日記

音楽教室のことや、その日に起きた出来事をご紹介します。

セミナー後記

2010-01-21 21:42:11 | Weblog
だいぶ遅くなってしまいましたが、仙台セミナーのことをまとめます。


今回は受験生が多かったので、緊張感のある2日間でした。
きっと人生最大のプレッシャーと戦っている生徒さん達です。
言われたことに対してどれだけ大げさにそれを実行できるか、
自分と同じ曲を弾いている人のレッスンを聞いて、それを自分の演奏に
どう反映できるかなど、瞬発力と判断力を問われる内容が多くありました。

レッスンを聴講するだけの気楽な身分の私は
「もっと大きく弾いたらいいのに。。。もっと早くやってみればいいのに。。。」
などと、全体を聴きながら色々なことを考えることができます。

でも、その場に立っていた頃を思い出すと、舞台にいるので精一杯!!
その上、指示をいただいたことを冷静に聞いて実行するというのは本当に
難しくて、やろうとしたことが何もかも裏目に出るような経験は数多くありました。
二度とピアノなんか弾きたくないと思うような経験を何度も繰り返してこそ
音楽の素晴らしさや難しさが実感としてじわじわとにじみ出てくるのだと思います。
今は苦しくても、絶対に役に立ちます。

「みんながんばれーーー!!!」



須田先生が2日間で何度もおっしゃった「清潔な音」という言葉が印象的でした。

拍をそろえること、和音をきちんと聴くこと、左右のバランスを考えること。。
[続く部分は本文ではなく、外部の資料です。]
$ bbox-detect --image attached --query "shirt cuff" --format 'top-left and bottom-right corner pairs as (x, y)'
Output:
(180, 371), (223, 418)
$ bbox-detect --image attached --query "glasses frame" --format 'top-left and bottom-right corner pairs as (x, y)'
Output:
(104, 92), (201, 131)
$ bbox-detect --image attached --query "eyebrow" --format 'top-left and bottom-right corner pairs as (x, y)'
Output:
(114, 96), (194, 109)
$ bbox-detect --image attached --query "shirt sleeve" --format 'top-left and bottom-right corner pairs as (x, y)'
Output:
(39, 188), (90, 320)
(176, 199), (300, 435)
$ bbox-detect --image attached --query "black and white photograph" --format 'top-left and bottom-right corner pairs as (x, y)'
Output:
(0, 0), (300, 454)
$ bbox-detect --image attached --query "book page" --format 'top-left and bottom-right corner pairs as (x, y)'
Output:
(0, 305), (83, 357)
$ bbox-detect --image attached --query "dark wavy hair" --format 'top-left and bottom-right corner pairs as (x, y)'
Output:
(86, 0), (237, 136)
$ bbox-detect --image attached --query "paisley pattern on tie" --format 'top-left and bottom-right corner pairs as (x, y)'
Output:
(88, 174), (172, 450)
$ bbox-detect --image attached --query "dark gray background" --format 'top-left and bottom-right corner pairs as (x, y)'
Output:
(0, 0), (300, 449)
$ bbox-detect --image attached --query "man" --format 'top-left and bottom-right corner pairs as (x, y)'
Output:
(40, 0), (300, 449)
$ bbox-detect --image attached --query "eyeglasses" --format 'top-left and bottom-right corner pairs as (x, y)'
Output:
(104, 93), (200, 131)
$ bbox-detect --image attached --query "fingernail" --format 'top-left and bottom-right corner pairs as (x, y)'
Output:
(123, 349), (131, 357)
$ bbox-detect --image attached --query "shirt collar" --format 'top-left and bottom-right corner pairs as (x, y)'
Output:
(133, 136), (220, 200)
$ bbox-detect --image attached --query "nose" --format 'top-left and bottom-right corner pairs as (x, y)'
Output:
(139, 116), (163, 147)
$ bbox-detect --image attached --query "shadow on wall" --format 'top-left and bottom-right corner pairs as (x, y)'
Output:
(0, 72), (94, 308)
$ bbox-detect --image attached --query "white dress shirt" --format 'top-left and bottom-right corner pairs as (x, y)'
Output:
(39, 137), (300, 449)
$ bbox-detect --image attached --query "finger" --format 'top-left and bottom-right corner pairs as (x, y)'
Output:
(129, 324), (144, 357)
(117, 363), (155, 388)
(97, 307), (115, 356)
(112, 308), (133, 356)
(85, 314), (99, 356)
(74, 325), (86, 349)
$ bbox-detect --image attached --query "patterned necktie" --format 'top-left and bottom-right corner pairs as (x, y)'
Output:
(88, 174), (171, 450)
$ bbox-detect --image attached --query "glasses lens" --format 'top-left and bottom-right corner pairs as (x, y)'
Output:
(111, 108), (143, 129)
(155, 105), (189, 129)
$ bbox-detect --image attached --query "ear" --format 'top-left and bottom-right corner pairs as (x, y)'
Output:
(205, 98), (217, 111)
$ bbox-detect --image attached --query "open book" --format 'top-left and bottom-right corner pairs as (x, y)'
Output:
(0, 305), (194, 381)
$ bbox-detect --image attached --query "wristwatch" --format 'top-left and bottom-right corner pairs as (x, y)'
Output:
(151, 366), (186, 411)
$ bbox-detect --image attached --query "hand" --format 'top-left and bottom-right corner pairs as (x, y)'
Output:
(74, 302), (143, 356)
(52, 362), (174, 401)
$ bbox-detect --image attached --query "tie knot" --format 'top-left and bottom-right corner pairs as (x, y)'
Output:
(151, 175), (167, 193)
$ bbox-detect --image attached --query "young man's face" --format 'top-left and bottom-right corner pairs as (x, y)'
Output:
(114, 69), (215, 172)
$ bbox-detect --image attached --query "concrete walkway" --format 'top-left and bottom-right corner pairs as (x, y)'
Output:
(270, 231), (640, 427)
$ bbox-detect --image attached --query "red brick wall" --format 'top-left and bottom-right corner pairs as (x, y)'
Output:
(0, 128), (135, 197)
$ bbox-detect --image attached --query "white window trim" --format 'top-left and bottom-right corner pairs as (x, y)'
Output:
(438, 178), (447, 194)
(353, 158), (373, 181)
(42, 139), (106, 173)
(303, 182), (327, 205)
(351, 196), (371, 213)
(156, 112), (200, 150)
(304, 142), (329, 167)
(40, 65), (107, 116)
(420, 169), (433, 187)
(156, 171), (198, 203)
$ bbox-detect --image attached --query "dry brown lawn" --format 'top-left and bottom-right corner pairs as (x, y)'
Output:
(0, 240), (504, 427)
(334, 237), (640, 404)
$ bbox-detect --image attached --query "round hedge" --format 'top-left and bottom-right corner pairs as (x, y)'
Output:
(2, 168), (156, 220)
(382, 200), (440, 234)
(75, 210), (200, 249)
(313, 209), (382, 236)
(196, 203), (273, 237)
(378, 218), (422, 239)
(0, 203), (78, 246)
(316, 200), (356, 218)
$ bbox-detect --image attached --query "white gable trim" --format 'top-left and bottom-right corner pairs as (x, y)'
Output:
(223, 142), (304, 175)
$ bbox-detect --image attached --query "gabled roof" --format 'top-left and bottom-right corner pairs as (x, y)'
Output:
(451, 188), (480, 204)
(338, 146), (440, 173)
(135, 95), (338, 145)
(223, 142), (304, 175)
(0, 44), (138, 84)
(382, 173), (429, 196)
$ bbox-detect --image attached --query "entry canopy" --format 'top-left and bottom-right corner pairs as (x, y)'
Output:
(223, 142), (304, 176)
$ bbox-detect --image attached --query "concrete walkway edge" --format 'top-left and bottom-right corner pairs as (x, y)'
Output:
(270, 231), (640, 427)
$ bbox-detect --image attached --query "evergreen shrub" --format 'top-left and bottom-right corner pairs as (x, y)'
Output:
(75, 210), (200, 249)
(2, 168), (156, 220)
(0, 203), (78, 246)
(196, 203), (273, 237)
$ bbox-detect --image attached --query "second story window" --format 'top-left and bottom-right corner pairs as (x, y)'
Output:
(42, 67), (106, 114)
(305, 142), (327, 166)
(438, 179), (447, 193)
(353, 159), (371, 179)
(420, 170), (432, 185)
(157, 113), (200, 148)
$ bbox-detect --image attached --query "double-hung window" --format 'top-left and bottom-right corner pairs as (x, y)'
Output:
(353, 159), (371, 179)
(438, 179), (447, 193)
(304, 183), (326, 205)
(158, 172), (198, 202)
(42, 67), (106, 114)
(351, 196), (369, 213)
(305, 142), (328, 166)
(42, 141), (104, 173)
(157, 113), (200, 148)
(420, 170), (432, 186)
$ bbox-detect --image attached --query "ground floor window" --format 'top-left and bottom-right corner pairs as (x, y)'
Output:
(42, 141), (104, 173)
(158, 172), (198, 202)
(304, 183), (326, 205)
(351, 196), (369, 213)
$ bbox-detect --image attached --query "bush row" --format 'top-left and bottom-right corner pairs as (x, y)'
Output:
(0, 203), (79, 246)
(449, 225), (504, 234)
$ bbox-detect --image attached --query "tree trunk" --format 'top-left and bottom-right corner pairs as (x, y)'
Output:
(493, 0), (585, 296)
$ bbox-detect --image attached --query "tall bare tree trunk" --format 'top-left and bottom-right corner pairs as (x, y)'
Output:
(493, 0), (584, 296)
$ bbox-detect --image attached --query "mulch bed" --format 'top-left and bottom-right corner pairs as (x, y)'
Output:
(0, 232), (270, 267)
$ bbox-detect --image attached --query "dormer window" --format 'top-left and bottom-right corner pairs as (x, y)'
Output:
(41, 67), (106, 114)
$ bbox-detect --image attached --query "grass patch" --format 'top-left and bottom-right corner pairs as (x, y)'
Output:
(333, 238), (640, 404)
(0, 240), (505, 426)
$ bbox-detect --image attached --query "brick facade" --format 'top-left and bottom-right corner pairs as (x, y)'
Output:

。
そういう曲を演奏する上で一番基本的なことがまず一つ。

そして、曲のイマジネーションを広げるために、美しいものや質の良い贅沢な物を
たくさん見ることも大切だと教わりました。

たとえばショパンは貧しい暮らしをしていましたが、部屋には必ず花を飾り、
服装を正し、上流階級や王室の人たちに多くの曲を書きました。

そうやって作曲家としてのプライドをかけて書かれてきた曲を演奏する私たちは、
やはり敬意をはらい、それなりの服装と行動を身につけることが礼儀ですし、
音楽にも少なからず影響を及ぼします。

また、受験生にふさわしい服装や靴、髪形なども細かくアドバイスして下さいました。
その場にふさわしいかということも大切ですが、曲に対する気持ちの表れを考えて
服装を選んでほしいという先生のお考えには大賛成です。
華美になりすぎず、上品な装いはとても難しいですが大切なことだと思います。



最後に一つ、モーツァルトのレッスンの時に教えていただいた
面白いエピソードをご紹介します。

モーツァルトの曲を演奏する時は、左右のバランスや高音の弾き方が特に重要です。
しかし、右手の4,5の指というのは弱くてなかなか豊かな響きを出すのに苦労します。
強靭な4,5の指で高音をキラキラ鳴らせたらどんなに良いでしょう。

ホロヴィッツは3歳の時に、指の力が強くて持っていたコップが割れたそうです。
それを見た母親は彼にピアノを習わせようと思ったそうです。
他にも兄弟がいたのに、ホロヴィッツの指の強さに何か直感が働いたのでしょうか?
彼は素晴らしいピアニストになりました。


才能を持って生まれた人への憧れはつきませんが、ある程度のところまでは
努力と継続で何とかなる!!と思いながら私は今日もピアノに向かいました。

そして、やっぱり人並み外れた才能は持ち合わせていないので、
ある程度のところで練習を切り上げました。

こういう毎日の積み重ねを幸せだなと思うようになったのはここ数年のことです。
ピアノを弾くこと、ピアノのことを考えることが苦しくなくなって本当によかった。


さて、来月は「ほどほどのモーツァルト」をレッスンしていただきます。
先生に失礼の無いように、もう少しだけピッチを上げて練習します。